Oxo-transfer catalysis from t-BuOOH with C–H bond insertion using tridentate Schiff-base-chelate complexes of ruthenium(III)

Mixed-chelate complexes of ruthenium have been synthesized using tridentate Schiff-base ligands (TDLs) derived by condensation of aldehydes (salicyldehyde, 2-pyridinecarboxaldehyde) with 2-aminobenzoic acid, and bidentate ligands (2,2′-bipyridine or picolinic acid). [RuIII(cpsd)(bipy)(H2O)]+ (1), [RuIII(cpsd)(pic)(H2O)] (2), [RuIII(cppc)(bipy)(H2O)]2+ (3) and [RuIII(cppc)(pic)(H2O)]+ (4) complexes (where, cpsd2−=(N-(2-carboxyphenyl)salicylaldiminato); cppc−=N-2-carboxyphenylpyridine-2-carboxaldiminato; bipy=2,2′-bipyridine and pic−=picolinate) were characterized by analytical, spectral (IR and UV–Vis), conductance, magnetic moment and electrochemical studies.

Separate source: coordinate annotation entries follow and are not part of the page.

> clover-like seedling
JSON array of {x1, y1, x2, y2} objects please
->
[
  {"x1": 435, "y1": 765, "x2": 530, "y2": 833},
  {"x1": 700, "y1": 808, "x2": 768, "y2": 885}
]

Catalysis of hydrocarbon oxidations for cyclohexene, cyclohexane, cyclohexanol, toluene, benzyl alcohol, and tetrahydrofuran have been studied using various O-atom transfer agents (t-BuOOH, H2O2, NaOCl, KHSO5 and pyridinium-N-oxide). The influence of product yield as a function of solvent was evaluated for CH2Cl2, CH3CN, and 1,4-dioxane. Coordinating solvents suppress the reactivity by inhibiting coordination of t-BuOOH, and compete for the RuVO group through their own intrinsic C–H reactivity. The main pathway transfers the oxo group from the [RuO(TDL)(XY)] intermediate, TDL=cpsd2− and cppc2−; XY=bipy or pic−, with insertion of the oxo group into a C–H bond of all substrates tested (rather than olefin epoxidation for cyclohexene). A mechanism involving intermediacy of a high valent Ru(V)-oxo species is proposed for the catalytic oxidation processes.